According to Grain Growers of Canada (GGC) executive director Kyle Larkin, the cost of phosphate fertilizer, which Canada does not make, would shoot up should the Mark Carney Liberal government enact counter-tariffs to U.S. President Donald Trump’s.

Larkin said recently that there is no “domestic phosphate production here (in Canada), so we rely on imports, and the United States is our major supplier.”

“A 25% tariff on phosphate fertilizer definitely would have an impact on grain farmers,” he added.

According to Statistics Canada, from 2018 to 2023, Canada imported about 4.12 million tonnes of fertilizer from the United States.
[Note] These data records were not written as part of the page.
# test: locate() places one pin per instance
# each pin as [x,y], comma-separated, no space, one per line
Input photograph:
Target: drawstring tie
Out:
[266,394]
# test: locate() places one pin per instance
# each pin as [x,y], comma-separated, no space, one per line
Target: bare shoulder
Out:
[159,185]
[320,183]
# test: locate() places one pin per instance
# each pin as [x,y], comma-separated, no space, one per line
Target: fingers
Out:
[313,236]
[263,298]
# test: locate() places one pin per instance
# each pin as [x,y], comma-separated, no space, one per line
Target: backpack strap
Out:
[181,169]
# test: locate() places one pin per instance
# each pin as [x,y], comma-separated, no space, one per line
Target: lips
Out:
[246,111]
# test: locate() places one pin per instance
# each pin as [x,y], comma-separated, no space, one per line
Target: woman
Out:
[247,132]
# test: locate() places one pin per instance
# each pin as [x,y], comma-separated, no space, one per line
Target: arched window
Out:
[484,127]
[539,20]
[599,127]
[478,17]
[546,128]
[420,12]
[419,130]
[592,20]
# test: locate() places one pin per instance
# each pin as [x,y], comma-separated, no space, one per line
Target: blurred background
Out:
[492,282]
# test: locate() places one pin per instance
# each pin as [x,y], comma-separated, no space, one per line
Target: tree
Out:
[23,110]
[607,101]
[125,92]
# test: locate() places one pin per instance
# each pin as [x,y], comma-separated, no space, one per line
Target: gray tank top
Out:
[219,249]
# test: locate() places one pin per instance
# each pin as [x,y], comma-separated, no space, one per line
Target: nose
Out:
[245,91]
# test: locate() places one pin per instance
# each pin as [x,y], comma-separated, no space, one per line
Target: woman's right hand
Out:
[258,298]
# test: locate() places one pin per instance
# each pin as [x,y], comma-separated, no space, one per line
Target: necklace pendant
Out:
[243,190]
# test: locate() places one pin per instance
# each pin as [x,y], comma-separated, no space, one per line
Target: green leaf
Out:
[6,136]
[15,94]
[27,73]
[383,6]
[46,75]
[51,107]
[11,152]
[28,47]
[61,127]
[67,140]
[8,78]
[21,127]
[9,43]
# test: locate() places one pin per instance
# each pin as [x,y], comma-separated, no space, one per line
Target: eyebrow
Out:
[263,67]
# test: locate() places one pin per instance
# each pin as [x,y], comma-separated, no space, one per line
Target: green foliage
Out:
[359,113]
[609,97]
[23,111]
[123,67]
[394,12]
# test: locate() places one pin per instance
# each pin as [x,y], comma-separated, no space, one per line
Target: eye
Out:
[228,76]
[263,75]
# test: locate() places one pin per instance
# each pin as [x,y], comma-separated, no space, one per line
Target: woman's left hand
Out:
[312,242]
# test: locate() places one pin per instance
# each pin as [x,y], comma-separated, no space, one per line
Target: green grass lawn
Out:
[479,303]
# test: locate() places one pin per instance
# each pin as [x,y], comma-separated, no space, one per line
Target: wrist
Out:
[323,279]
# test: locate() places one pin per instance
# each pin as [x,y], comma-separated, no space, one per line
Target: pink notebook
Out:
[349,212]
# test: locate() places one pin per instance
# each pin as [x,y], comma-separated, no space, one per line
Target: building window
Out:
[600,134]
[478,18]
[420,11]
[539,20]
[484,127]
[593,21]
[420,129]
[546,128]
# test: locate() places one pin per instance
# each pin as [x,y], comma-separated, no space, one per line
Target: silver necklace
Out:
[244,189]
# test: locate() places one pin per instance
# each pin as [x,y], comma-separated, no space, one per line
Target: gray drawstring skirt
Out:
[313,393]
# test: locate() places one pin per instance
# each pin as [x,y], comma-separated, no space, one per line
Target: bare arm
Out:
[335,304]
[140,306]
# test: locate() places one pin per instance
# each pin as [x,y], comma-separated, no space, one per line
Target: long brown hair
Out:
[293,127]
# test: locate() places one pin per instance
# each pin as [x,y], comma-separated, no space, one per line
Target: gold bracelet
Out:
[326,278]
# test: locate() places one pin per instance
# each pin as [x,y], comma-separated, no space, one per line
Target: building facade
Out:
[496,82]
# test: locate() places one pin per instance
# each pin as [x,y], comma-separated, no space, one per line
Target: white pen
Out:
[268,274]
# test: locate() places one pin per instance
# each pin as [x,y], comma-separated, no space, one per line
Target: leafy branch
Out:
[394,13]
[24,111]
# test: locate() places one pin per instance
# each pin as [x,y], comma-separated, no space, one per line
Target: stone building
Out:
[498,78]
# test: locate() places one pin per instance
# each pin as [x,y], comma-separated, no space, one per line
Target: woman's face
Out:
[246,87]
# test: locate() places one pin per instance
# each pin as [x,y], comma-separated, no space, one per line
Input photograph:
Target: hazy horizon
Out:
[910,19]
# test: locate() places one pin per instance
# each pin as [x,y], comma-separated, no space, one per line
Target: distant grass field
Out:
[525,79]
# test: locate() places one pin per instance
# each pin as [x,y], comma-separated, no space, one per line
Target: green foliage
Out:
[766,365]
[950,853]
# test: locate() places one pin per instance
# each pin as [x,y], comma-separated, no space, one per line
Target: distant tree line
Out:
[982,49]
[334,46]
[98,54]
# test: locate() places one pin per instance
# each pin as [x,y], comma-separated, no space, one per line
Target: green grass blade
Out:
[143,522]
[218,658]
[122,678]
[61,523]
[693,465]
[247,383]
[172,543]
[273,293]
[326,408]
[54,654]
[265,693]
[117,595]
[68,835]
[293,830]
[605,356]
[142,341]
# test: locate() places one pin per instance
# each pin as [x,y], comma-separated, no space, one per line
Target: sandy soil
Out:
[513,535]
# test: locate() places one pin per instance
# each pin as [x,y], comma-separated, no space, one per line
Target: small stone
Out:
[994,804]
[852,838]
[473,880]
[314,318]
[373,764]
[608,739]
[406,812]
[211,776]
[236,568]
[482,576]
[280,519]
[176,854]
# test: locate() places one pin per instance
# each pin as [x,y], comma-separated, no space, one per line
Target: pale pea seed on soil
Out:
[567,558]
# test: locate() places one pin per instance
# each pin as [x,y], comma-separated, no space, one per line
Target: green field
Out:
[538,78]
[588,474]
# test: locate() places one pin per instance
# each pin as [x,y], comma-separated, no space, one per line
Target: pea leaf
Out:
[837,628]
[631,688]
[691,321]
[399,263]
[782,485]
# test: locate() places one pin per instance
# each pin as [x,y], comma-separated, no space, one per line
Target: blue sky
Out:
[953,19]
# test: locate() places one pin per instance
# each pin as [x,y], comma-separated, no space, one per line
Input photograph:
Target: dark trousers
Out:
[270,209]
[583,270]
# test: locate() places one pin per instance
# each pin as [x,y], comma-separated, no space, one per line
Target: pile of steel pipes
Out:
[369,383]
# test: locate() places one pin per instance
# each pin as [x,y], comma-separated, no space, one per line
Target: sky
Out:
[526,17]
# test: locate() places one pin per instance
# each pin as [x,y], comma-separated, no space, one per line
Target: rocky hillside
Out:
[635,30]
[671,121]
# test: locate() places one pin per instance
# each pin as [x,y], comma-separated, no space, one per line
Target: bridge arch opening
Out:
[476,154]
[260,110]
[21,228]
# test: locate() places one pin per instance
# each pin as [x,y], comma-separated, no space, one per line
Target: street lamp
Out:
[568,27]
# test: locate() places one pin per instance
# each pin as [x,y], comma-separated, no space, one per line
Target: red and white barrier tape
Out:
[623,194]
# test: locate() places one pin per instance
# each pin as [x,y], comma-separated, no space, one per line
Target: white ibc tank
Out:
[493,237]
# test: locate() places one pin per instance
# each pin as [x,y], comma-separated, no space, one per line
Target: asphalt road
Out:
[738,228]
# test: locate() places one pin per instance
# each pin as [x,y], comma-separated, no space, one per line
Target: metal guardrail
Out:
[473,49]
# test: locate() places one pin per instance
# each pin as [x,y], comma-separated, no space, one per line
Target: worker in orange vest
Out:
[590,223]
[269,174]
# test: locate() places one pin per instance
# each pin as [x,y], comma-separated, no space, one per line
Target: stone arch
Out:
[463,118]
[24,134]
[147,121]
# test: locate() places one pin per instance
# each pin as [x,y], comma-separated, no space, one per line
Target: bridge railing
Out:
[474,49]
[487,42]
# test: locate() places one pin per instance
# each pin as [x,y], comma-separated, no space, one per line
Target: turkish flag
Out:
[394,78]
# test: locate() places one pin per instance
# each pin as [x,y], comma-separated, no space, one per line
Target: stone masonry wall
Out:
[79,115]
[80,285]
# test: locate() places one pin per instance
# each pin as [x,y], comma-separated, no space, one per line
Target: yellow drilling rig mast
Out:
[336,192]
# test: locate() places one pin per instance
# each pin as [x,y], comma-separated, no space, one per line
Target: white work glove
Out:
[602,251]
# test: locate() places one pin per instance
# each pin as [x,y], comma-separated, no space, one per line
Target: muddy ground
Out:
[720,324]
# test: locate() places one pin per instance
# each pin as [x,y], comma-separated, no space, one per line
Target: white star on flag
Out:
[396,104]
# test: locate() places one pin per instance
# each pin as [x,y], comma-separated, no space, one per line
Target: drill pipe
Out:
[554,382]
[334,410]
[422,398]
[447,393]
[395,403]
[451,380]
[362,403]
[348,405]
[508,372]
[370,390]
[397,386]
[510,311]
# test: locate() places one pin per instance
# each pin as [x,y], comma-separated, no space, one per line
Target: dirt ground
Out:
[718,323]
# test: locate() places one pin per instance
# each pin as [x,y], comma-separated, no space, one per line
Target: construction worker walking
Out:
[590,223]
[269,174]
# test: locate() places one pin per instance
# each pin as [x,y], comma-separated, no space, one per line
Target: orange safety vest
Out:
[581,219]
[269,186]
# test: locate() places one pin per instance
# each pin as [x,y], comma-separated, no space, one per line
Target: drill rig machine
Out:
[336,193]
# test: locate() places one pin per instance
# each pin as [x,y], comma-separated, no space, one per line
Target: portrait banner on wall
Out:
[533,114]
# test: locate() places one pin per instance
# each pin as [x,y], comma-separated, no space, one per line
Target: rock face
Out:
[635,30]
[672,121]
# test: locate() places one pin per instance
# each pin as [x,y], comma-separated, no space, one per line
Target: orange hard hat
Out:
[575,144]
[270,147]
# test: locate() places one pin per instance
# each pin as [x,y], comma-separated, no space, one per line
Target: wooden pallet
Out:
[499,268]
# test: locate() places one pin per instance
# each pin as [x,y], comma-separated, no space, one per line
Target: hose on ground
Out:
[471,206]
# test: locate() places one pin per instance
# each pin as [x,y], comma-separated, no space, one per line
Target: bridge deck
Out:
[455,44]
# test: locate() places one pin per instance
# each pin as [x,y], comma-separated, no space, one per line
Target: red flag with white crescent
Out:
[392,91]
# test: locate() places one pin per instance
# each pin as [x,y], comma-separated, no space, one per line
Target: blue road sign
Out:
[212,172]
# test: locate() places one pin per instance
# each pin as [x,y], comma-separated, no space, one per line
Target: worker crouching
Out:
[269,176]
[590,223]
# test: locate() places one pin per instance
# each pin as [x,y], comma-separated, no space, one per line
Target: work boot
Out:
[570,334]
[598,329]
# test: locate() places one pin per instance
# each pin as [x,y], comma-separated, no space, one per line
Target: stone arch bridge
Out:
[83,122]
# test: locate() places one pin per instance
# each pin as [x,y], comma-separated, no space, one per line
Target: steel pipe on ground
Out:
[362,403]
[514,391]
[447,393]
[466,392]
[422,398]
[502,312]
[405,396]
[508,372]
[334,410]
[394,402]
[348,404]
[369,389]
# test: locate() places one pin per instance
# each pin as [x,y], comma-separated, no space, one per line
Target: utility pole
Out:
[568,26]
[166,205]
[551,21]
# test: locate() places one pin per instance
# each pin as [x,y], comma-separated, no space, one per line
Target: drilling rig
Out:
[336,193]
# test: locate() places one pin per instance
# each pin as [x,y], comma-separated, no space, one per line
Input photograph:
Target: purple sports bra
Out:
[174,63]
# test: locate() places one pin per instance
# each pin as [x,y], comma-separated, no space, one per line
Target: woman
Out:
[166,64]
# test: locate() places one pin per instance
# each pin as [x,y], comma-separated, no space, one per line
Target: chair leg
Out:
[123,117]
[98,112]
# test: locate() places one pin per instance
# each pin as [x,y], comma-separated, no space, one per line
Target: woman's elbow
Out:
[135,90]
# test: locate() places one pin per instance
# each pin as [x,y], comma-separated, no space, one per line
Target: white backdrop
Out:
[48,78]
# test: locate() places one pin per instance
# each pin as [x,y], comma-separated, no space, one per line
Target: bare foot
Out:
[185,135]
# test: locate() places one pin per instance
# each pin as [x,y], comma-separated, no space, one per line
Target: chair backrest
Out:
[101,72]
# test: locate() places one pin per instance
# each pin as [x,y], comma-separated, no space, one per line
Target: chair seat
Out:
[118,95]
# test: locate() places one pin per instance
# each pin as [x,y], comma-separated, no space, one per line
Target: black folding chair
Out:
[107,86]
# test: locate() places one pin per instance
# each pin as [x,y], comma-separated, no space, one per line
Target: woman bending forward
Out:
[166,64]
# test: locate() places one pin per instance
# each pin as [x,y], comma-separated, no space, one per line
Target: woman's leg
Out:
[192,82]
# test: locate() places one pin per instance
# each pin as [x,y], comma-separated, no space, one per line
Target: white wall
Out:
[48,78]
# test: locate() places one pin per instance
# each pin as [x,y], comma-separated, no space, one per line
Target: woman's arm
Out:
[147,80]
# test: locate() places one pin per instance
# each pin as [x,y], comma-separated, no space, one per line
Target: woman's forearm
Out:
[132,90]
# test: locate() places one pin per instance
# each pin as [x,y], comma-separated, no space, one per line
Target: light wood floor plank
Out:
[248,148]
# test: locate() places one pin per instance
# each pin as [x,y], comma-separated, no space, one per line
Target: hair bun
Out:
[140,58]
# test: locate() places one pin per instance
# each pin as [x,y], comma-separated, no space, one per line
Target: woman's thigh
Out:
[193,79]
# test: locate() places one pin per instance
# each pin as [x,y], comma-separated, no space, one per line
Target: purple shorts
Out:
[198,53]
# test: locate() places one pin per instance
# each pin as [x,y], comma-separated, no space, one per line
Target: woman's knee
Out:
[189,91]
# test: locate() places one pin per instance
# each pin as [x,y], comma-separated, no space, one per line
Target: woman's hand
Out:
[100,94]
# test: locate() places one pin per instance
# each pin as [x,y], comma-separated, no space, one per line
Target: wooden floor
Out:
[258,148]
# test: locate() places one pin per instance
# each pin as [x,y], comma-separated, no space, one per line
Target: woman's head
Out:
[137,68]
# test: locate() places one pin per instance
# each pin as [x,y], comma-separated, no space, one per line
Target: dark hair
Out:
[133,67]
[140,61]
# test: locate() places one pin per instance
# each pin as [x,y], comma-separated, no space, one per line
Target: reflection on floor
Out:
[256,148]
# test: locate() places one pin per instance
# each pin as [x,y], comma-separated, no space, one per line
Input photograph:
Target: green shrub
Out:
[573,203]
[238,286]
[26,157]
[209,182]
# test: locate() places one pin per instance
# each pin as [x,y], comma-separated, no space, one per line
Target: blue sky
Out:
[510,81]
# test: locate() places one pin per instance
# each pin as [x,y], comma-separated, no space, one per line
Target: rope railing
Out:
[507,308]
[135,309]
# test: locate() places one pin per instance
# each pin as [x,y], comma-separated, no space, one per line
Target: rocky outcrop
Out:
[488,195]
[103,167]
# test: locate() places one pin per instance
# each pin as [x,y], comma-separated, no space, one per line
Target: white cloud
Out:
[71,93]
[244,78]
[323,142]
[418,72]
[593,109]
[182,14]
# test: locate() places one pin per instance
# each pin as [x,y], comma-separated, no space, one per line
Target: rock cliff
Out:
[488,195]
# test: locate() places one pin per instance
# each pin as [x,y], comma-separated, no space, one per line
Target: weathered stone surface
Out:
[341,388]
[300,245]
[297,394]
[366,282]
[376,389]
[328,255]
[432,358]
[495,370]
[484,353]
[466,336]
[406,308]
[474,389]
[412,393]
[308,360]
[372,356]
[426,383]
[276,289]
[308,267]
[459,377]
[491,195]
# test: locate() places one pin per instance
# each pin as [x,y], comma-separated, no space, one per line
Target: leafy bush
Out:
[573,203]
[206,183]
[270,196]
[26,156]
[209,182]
This amount included 1.46 million tonnes of monoammonium phosphates (MAP) as well as 92,027 tonnes of diammonium phosphate (DAP).

Also imported were 937,000 tonnes of urea, 310,158 tonnes of ammonium nitrate, and 518,232 tonnes of needed fertilizers that have both nitrogen and phosphorus.

According to Larkin, although most farmers have purchased their fertilizer for 2025, they would be in for a rough 2026 should the 25 percent tariffs on Canadian exports by the U.S. still stand.

Larkin noted how Canadian farmers are already facing “sky-high input costs and increased government regulations and taxation.”

He said the potential “tariff on fertilizer is a massive concern.”

Trump has routinely cited Canada’s lack of action on drug trafficking and border security as the main reasons for his punishing tariffs.

About three weeks ago, Trump announced he was giving Mexico and Canada a 30-day reprieve on 25 percent export tariffs for goods covered by the United States-Mexico-Canada Agreement (USMCA) on free trade.

However, Ontario Premier Doug Ford, despite the reprieve from Trump, later threatened to impose a 25 percent electricity surcharge on three American states. Ford, however, quickly stopped his planned electricity surcharge after Trump threatened a sharp increase on Canadian steel and aluminum in response to his threats.

As it stands, Canada has in place a 25 percent counter tariff on some $30 billion of U.S. goods.

It is not yet clear how new Prime Minister Mark Carney will respond to Trump’s tariffs. However, he may announce something after he calls the next election, which he is expected to do March 23.